Dal lato della produzione l’OCSE utilizza un indicatore, il PMR = Product Market Regulation, che misura le condizioni per l’attività imprenditoriale, il commercio e gli investimenti oltre al peso dello Stato nell’economia. Durante la crisi i paesi della zona euro hanno fatto notevoli progressi, soprattutto Grecia, Portogallo e Italia. Sui valori medi sembra non ci siano ormai grosse distanze tra la zona euro e altri paesi. Per fare un esempio, secondo i parametri OCSE la Corea ha il sistema produttivo più regolamentato in assoluto e decisamente più regolamentato di quello italiano.
Utilizzando i parametri del WEF, che misurano il grado di efficienza del sistema produttivo, si nota tra il 2008 e il 2013 un peggioramento per tutti i paesi, un effetto imputabile alle dinamiche della debolezza economica che ha caratterizzato gli ultimi sei anni. Nel caso italiano il calo di efficienza è tra i più contenuti, simile alla Svizzera, ma partendo da un valore che era e resta il peggiore dopo la Grecia.
Osservando il mercato del lavoro i dati OCSE segnalano, attraverso l’indicatore EPL = Employment Protection Legislation, dei forti miglioramenti per Portogallo, Grecia, Spagna e Italia. Attraverso questa visuale le differenze tra aree e paesi sono decisamente più marcate. Gli USA sono il paese con l’indicatore meno “protettivo” (valore 1) a fronte di una situazione della zona euro decisamente più regolamentata (media 2,59). All’interno della zona euro il paese con la legislazione del lavoro più protettiva è la Germania (valore 3,09). I valori italiani (2,87) sono leggermente inferiori ai tedeschi.
Il punto di reale debolezza dell’Italia risiede nella misurazione del WEF in termini di efficienza del mercato del lavoro. Il valore è il più basso del campione segnalando, nonostante gli evidenti miglioramenti legislativi, una vischiosità che impedisce di allinearsi ai livelli di efficienza di altri paesi. Il confronto con la Germania è significativo e conferma un consolidato luogo comune: nonostante il massimo grado di regolamentazione il livello di efficienza tedesco è tra i più elevati dell’euro zona e ha registrato ulteriori progressi nel corso della crisi.
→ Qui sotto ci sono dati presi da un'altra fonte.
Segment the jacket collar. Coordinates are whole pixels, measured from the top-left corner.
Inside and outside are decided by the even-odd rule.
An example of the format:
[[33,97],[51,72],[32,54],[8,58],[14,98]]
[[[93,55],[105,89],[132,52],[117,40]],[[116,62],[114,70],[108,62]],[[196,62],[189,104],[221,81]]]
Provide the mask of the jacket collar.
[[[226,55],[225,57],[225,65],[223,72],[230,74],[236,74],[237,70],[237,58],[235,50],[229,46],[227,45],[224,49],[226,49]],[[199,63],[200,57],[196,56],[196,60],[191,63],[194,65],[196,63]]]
Un ulteriore approfondimento sul tema della competitività italiana è stato recentemente sviluppato dal Fondo Monetario Internazionale (IMF, “European Productivity, Innovation and Competitiveness: The Case of Italy”, WP/14/79, Maggio 2014). Da questa analisi emerge la ben nota agilità dell’export italiano le cui potenzialità si scontrano con la rigidità del mercato dei beni e del lavoro, gli elevati costi per i network industriali e la relativa inefficienza del sistema giudiziario.
Le due analisi sembrano confermare la necessità non tanto di una maggiore quantità di strumenti regolatori, di cui sembra l’Italia sia sufficientemente dotata rispetto ad altri paesi, ma piuttosto una diversa qualità ed incisività delle norme ed un utilizzo più efficace degli strumenti a disposizione.